Financiando a “Camada Humana”
Uma questão central discutida no laboratório foi quem deve arcar com os custos de capacitação da força de trabalho à medida que a IA transforma os mercados de trabalho. Os participantes debateram o equilíbrio de responsabilidade entre governos e o setor privado, observando que incentivos alinhados são essenciais para permitir a aprendizagem contínua ao longo da vida. Um fator crítico para estimular o financiamento é demonstrar um retorno real sobre o investimento; embora o uso individual da IA tenha aumentado, as empresas ainda não estão percebendo os benefícios e eficiências que a IA deveria trazer.
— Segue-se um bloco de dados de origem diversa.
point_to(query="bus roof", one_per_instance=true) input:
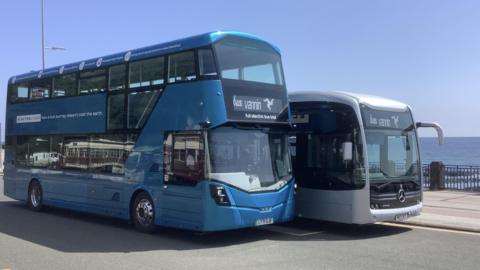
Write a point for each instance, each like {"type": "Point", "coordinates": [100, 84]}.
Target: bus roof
{"type": "Point", "coordinates": [135, 54]}
{"type": "Point", "coordinates": [375, 102]}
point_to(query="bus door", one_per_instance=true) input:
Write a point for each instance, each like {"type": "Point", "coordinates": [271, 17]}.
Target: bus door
{"type": "Point", "coordinates": [9, 168]}
{"type": "Point", "coordinates": [184, 162]}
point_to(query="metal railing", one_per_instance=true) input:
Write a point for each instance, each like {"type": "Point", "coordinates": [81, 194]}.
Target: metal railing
{"type": "Point", "coordinates": [455, 177]}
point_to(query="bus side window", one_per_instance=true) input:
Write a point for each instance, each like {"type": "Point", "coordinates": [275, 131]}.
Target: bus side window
{"type": "Point", "coordinates": [17, 92]}
{"type": "Point", "coordinates": [41, 89]}
{"type": "Point", "coordinates": [184, 158]}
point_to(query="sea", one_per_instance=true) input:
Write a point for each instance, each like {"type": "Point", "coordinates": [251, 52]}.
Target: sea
{"type": "Point", "coordinates": [454, 151]}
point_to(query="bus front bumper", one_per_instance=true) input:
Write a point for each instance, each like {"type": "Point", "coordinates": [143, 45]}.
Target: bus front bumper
{"type": "Point", "coordinates": [396, 214]}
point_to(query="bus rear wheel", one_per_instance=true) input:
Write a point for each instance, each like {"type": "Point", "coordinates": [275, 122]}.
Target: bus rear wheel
{"type": "Point", "coordinates": [143, 213]}
{"type": "Point", "coordinates": [35, 196]}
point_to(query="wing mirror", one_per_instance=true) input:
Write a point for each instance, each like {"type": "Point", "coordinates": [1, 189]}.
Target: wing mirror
{"type": "Point", "coordinates": [347, 149]}
{"type": "Point", "coordinates": [436, 126]}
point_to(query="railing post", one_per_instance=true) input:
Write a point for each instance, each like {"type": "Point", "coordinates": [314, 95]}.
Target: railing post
{"type": "Point", "coordinates": [437, 175]}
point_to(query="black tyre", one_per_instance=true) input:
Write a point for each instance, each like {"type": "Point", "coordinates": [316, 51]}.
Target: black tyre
{"type": "Point", "coordinates": [143, 213]}
{"type": "Point", "coordinates": [35, 196]}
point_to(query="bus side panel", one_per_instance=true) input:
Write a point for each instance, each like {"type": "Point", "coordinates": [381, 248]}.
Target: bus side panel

A revogação do Artigo 4 (alfabetização em IA) na Lei de IA da UE gerou discussões sobre como fechar a lacuna entre princípios e implementação. Os participantes enfatizaram que, embora a IA esteja sendo usada para tarefas que requerem julgamento humano limitado, fundamentos sólidos na alfabetização em IA são críticos para construir confiança. Foi observado que as pessoas tendem a evitar ferramentas que não confiam.
PMEs e organizações fora do setor de tecnologia permanecem hesitantes em investir em alfabetização em IA e transformação da força de trabalho, com muitos ainda não convencidos sobre o retorno sobre o investimento e enfrentando dificuldades com a complexidade da conformidade e das estruturas de governança.
Operacionalizando a Governança
O grupo examinou como as organizações podem fazer a transição de “princípios de IA” aspiracionais para estruturas de governança operacional, especialmente à medida que as expectativas regulatórias evoluem. Os participantes destacaram o amplo interesse global – do Japão, Brasil, África e Estados Unidos – na jornada regulatória da Europa. Embora o “efeito Bruxelas” permaneça forte, os atrasos no desenvolvimento de padrões correm o risco de diluir a influência da UE na formação de normas globais de IA.
Harmonização vs. Fragmentação
O grupo refletiu sobre o que as paisagens regulatórias em evolução significam para a Europa, os Estados Unidos e o Sul Global, especialmente antes da Cúpula da Índia. Embora estruturas unificadas como a Lei de IA da UE ofereçam clareza, as abordagens regulatórias globais estão cada vez mais divergindo, levantando preocupações sobre interoperabilidade, custos de conformidade e barreiras à inovação transfronteiriça. Os participantes discutiram como manter corredores de inovação abertos e preservar os valores europeus enquanto permanecem competitivos economicamente.
Ao encerrar, os participantes reafirmaram que o desafio não é apenas acelerar a adoção da IA, mas permitir a difusão ampla da IA – garantindo que as pessoas e trabalhadores tenham as habilidades certas para colher os benefícios que a tecnologia em evolução pode trazer a todas as partes da sociedade por meio de uma governança inclusiva, construção de confiança e cooperação sustentada.